Habrá quienes, ignorando los anteriores argumentos, se sostengan: es pura y simple pornografía. Para evitar caer en una discusión bizantina obviemos el tema moral. (Aclarando, eso sí, que el que tenga prejuicios morales no debe leer el libro: se evitará muchísimas incomodidades y rabias. Para el morboso tampoco es recomendable: resulta más excitante cualquier tratado filosófico).

¿Qué aporta, entonces, esta obra? Después de la página noventa y pico, un gran aburrimiento. El reiterado desfile de “pollas” y copulaciones ad infinitum —repito, ya sin ser moralistas— se convierte en una monótona y previsible gimnasia: es el libro menos erótico que uno pueda imaginarse. El propio Vargas Llosa, en otras circunstancias, planteaba que no existe gran literatura erótica, lo que hay es erotismo en grandes obras literarias. La literatura especializada en erotismo y que no integra lo erótico dentro de un contexto vital es muy pobre: “Un texto literario es más rico en la medida en que integra más niveles de experiencia”.

Si bien, en rigor, aquí no se trata de literatura sino de una confesión, la objeción es válida.
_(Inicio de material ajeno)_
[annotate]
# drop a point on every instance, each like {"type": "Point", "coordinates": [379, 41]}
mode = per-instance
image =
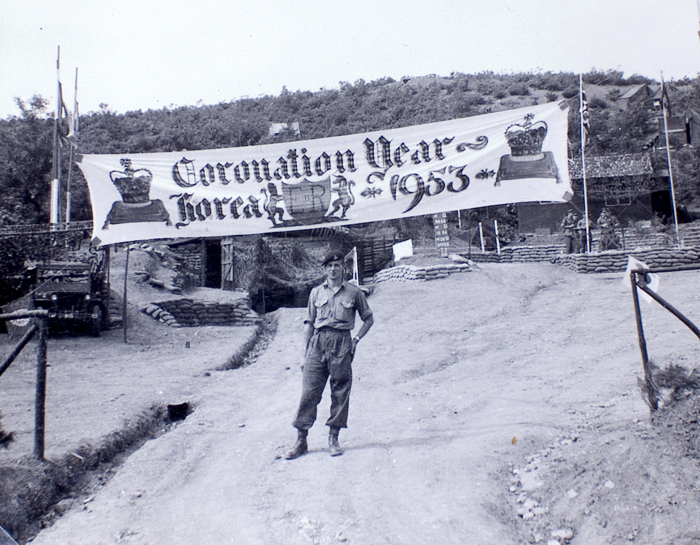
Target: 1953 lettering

Pero bueno, desterremos también la estética y dejemos únicamente la discusión política. Catherine Millet ha dicho que su propuesta es un gran logro frente a la corriente de conservadurismo y de censura que recorre a Europa. En ese sentido estaría cercana a los grandes libertinos del siglo XVIII que hicieron de la transgresión sexual un instrumento de lucha por la transformación humana y la reforma social. Suena demasiado pretencioso. Y falso. El capitalismo ha banalizado tanto al sexo que le quitó cualquier posibilidad subversiva. El erotismo se alimenta de la prohibición y muere cuando ésta desaparece, nos enseñó Bataille. Lo de Catherine Millet no pasa de ser otro pour épater le bourgeois. Porque los burgueses, esos sí, no han muerto y todavía sigue siendo divertido escandalizarlos.